It’s been a long time since the last post on this construction project, so a lot to go over. Back in November we had just finished the parging/rendering on the hollow block walls and then began the roof framing. This was done by site fabrication of steel trusses using 2×2 angle bar, then after placing these joists on the beams, welding 2×3 steel purlin cross members to provide lateral support and something to attach the steel roofing to.
At the same time we have filled and compacted the interior floor area, and have laid out the electrical conduit and plumbing pipes which will be embedded in the concrete floor. We then tied together 10mm reinforcing bar (rebar) to provide structural matting for the concrete slab on grade.

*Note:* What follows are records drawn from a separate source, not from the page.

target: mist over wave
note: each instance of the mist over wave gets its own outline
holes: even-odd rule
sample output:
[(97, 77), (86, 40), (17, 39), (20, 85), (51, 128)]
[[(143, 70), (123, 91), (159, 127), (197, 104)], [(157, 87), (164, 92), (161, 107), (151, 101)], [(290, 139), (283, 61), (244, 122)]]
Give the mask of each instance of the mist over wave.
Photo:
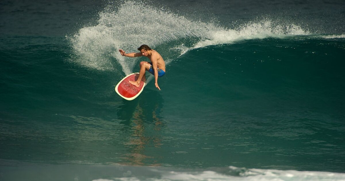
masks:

While waiting for the steel roofing order to show up, instead of staying idle, our men out together the suspended ceiling frame which consisted of steel tracks and angles hung from the steel joists or attached to the wall. In the main living area the ceiling will be cathedral style (sloped to follow roof line) and in the bedrooms and service area will be standard horizontal. Upon delivery and installation of the steel roofing, we insulated the underside of panels with foil face foam rolls.
With everything complete in the ceiling space, including all electrical for future lights, we closed it up with 1/2 ” drywall sheeting screwed to the steel channels. With our drywall crew working hard on the ceiling, we had our masons and painters finishing both the interior and exterior walls. This included installing the wooden door jambs, then patching all cement rendering with a treatment called “Zemcoat”. This treatment will provide a smoother finish than the cement rendering and will greatly reduce the risk of any future cracking in the wall surfacing. Once the Zemcoat is on, the painters apply a white base coat primer.
Due to some issues with scheduling our wall and ceiling finishers, we have decided to go ahead with tiling early. Usually our preference is to have all interior work on the walls and ceiling complete before getting the tiling down, however in this instance to stay on schedule, we have no choice to but mix things up a little bit.
With the drywall boarding done, the next step is taping and sanding. All joints, screw heads and any other imperfection are filled with drywall putty, sanded then filled and sanded again to ensure the smoothest surface possible as any bumps will show through the paint finish. Once all walls and ceilings are inspected and we are happy, the painters start.
Now that the tiling is complete, we focus on other tasks. This includes building the cabinets, hanging doors and installing windows.
At the same time that the interior finishing is happening, we have another crew outside building the wood trellis over the front terrace, as well as have the workers construct a wall/fence. Two sides of the property will be walled with CHB, while the side by the entrance will be partial CHB and finished with steel pickets.